Believe it or not, governing a nation is tough work. There’s special interests to consider, tax plans to wrestle, budgets to contemplate, wars to run, opponents to blackmail. It’s almost too much for the human mind to handle. Or, in the case of British Prime Minister David Cameron, it is too much to handle. Which is why he did what any computer programmer would do when faced with a pesky problem: He got a computer to do the work for him.
The BBC reports that Cameron has begun testing a mobile Web app “to aid in decision-making and day-to-day government affairs.” The app, dubbed simply “Number 10 Dashboard,” was developed by British civil servants in the “Technology in Business Fast Stream” program. According to the app’s developers, Number 10 was designed to give government leaders “an at-a-glance overview of everything that’s happening in government and elsewhere.”
“With a few taps or swipes of his fingers, [Cameron] can see very quickly what important new information has come to light, how certain government services are performing, and a selection of relevant and important news reports,” according to those involved with the project.

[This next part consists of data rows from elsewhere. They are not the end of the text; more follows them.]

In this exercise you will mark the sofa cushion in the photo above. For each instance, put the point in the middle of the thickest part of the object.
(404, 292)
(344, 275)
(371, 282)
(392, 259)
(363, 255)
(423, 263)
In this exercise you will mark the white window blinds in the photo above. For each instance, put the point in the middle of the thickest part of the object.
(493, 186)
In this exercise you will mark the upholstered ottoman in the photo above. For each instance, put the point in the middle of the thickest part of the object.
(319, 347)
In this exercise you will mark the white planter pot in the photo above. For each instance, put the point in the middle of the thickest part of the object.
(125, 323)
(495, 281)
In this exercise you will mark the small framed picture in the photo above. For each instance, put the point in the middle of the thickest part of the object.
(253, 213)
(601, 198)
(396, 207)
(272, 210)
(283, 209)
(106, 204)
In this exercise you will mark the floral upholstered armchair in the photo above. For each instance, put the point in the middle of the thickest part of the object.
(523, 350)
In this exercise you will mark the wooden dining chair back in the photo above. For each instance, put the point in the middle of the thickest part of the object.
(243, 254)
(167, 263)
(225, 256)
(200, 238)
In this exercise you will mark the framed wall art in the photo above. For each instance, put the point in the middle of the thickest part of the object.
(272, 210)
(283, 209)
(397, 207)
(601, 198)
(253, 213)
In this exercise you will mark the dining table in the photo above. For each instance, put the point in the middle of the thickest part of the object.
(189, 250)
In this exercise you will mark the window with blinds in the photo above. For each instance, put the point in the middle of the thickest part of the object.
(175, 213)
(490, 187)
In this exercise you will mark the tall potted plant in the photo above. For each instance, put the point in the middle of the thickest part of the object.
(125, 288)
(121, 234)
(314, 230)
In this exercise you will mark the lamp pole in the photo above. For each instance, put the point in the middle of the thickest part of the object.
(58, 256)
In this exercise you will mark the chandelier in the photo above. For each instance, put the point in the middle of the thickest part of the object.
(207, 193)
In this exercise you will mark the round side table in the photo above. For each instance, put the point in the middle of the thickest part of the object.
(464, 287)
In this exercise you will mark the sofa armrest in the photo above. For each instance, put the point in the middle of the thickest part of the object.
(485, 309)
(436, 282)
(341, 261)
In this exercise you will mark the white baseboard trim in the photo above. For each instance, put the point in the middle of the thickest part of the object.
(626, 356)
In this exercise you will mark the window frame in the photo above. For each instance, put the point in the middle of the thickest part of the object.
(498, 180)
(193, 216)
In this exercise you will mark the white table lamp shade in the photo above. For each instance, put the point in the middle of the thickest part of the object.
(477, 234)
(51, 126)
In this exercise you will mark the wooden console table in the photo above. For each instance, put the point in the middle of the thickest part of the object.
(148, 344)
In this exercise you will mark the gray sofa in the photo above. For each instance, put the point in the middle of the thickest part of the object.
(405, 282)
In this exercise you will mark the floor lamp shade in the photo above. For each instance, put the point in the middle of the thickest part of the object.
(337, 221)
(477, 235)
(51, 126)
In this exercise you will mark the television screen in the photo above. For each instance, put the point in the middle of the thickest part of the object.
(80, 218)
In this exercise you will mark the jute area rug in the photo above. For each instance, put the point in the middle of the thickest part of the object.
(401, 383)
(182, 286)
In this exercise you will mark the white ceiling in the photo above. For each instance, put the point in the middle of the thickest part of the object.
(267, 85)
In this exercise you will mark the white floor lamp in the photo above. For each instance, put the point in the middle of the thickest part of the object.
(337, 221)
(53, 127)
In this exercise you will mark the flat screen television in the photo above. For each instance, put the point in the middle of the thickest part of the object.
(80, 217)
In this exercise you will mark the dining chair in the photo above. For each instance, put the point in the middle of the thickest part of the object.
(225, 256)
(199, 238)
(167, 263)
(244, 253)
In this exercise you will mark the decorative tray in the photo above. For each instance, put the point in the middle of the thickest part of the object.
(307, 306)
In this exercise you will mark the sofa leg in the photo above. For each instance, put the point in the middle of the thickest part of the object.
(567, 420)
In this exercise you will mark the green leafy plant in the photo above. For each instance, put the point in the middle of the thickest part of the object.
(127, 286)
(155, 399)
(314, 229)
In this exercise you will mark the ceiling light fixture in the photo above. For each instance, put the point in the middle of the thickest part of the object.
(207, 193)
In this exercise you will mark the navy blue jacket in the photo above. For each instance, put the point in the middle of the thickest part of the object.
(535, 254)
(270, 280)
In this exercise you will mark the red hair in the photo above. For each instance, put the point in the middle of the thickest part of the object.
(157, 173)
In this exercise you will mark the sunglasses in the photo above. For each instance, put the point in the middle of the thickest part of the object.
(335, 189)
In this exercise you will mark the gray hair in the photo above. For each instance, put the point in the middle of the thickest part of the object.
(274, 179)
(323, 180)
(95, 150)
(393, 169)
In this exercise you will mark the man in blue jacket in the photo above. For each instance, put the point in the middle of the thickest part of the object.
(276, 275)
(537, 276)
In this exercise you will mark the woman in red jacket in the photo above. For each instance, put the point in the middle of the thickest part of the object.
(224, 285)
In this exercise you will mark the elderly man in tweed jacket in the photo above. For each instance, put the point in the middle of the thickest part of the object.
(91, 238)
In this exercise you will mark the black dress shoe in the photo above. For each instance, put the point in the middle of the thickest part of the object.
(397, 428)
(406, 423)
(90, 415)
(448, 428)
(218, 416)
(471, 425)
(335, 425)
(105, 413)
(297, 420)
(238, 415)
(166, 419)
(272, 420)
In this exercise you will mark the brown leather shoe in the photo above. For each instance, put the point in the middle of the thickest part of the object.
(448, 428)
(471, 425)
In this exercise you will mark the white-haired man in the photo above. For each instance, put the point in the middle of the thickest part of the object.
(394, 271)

According to the BBC, Number 10 will also keep its high-powered users informed about trending topics around the Web, and on social media outlets in order stay on top of events that might require government action, like “markets crash” or “bomb threat.”
Alice Newton, one of Number 10’s developers, says that Cameron likes the app, which he uses on his iPad, so much that he plans to give U.S. President Barack Obama a demo at the 39th annual G8 summit, which will take place in the U.K. next year.
“He in particular liked the statistical side, where we could give him quotable facts about what was going on,” said Newton. “He found it useful to have a hard evidence base.
“He liked it so much, he was looking forward to showing it to President Obama at the G8 summit.”
Chances are, Obama will be receptive to the app. His administration has been one of the most technology-focused in U.S. history, with initiatives concerning everything from increasing access to high-speed Internet to cyberwarfare and robotics.
Unfortunately, there’s no indication that the rest of us will have a chance to peep Number 10 anytime soon. But we imagine it working something like Apple’s Siri, but the answers take 20 times longer to appear thanks to stifling bureaucracy.